CES2012、影響力に疑問の声も

世界最大の家電見本市、国際コンシューマー・エレクトロニクス・ショー(CES)が210日から4日間に渡り、米ラスベガスで開催された。今年初登場となった機器などはなかったが、テレビ製品を見ると、画面をより大きく、より薄く、そしてより高画質にしたものが注目を集めた。日本と韓国メーカーが激しいつばぜり合いを演じ、サムスンとLGが高画質を楽しめる有機LEテレビで世界最大級の55インチ型を発表すれば、ソニーは自社液晶テレビに比べ3倍以上も画質が優れるとされる発光ダイオード(LED)を使った試作機を発表するといった具合だ。また大型テレビで圧倒的なシェアを誇るシャープは80インチ型液晶テレビを今年4月に米国で発売すると発表した。

 

一方、新型テレビの多くが米国ではスマートテレビなどと呼ばれるインターネット接続対応型になっていることも特徴だ。テレビ番組などのインターネット配信人気が急上昇中の米国市場をにらんだもの。2010年にデビューした3D(立体)テレビにかわって、「12年はスマートテレビが本格普及する年になる」などと期待を寄せる向きもあるようだ。スマートテレビの中には、リモコン代わりに人間の声に反応してウェブサイトやeメールの操作を可能にする多機能型テレビも現れた。

 

テレビ以外では、アップル社のタブレット型多機能携帯端末iPad(アイパッド)人気に乗じるかたちで、各社が発表したタブレット端末も目玉商品の一つになった。

 

ところで、CESについて米国内では、同展示会で発表される製品が実際に市場で大ヒット商品になるケースが少ないことを挙げ、その開催意義を問う声も上がっている。09年に目玉製品の一つとして発表されたネットブックが期待はずれに終わったことや、10年に発表された3Dテレビが消費者の心をつかみ切れなかったことなどを挙げる一方、CESには出品されなかったアップル社のスマートフォン(多機能携帯電話)iPhone(アイフォン)やアイパッドが大ヒット商品になっていることなどが指摘されている。

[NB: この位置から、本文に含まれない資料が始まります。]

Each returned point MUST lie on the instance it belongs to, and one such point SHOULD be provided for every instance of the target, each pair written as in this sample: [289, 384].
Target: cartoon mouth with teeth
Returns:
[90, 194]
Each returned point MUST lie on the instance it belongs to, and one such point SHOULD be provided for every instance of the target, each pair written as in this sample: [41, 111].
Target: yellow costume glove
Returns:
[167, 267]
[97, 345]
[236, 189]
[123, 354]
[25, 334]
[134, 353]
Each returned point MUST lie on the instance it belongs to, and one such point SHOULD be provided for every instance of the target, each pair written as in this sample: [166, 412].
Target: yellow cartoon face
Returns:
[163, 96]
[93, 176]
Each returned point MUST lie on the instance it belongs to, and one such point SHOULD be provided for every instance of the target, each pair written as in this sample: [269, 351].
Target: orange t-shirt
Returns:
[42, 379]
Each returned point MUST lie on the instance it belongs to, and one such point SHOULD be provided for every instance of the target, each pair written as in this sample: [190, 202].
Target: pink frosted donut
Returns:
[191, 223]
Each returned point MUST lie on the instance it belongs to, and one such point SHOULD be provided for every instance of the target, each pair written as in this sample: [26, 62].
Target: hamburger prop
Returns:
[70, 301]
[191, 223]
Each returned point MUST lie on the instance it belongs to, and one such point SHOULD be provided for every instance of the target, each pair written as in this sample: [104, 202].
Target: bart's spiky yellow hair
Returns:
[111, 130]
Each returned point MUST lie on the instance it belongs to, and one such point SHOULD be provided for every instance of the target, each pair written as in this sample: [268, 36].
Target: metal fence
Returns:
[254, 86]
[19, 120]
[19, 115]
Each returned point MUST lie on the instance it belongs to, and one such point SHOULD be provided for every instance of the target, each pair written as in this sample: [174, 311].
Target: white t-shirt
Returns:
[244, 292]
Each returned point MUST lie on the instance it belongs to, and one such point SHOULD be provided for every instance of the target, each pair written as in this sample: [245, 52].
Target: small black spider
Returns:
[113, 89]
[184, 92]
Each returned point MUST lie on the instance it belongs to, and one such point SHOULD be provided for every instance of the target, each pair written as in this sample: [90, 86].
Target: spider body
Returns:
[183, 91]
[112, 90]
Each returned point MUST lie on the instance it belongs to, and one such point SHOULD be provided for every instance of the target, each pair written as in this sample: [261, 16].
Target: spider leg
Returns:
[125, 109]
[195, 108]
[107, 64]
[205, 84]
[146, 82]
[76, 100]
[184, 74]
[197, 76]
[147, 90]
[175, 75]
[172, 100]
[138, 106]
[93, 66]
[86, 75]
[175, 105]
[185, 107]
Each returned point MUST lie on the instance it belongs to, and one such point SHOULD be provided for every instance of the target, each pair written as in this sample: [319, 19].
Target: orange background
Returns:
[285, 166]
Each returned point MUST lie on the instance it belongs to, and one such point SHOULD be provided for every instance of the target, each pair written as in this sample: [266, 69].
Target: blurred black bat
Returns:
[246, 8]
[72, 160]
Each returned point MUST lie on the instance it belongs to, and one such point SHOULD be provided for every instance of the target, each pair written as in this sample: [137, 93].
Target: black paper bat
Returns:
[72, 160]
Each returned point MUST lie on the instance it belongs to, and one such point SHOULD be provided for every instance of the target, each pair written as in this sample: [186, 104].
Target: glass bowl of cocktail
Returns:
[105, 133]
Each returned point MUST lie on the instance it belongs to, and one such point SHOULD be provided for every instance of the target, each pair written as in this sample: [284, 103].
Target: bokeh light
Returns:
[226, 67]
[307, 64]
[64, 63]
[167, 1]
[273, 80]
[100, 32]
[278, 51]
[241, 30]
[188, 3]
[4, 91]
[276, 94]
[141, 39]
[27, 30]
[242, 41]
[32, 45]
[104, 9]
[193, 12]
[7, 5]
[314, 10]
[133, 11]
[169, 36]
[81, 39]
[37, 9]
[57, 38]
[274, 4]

アップル社に加え、来年からはマイクロソフト社がCESへの出展を見合わせ独自の発表会を開催することを決めており、「IT産業界の2巨人が参加しない見本市にどれほどの価値があるのだろうか」、などとCESの影響力を疑問視する声も上がっている。ただ、「CESに出展された製品がヒット作にならなくても、家電製品市場の動向を占う重要な役割を果たしている」などと、擁護する意見もある。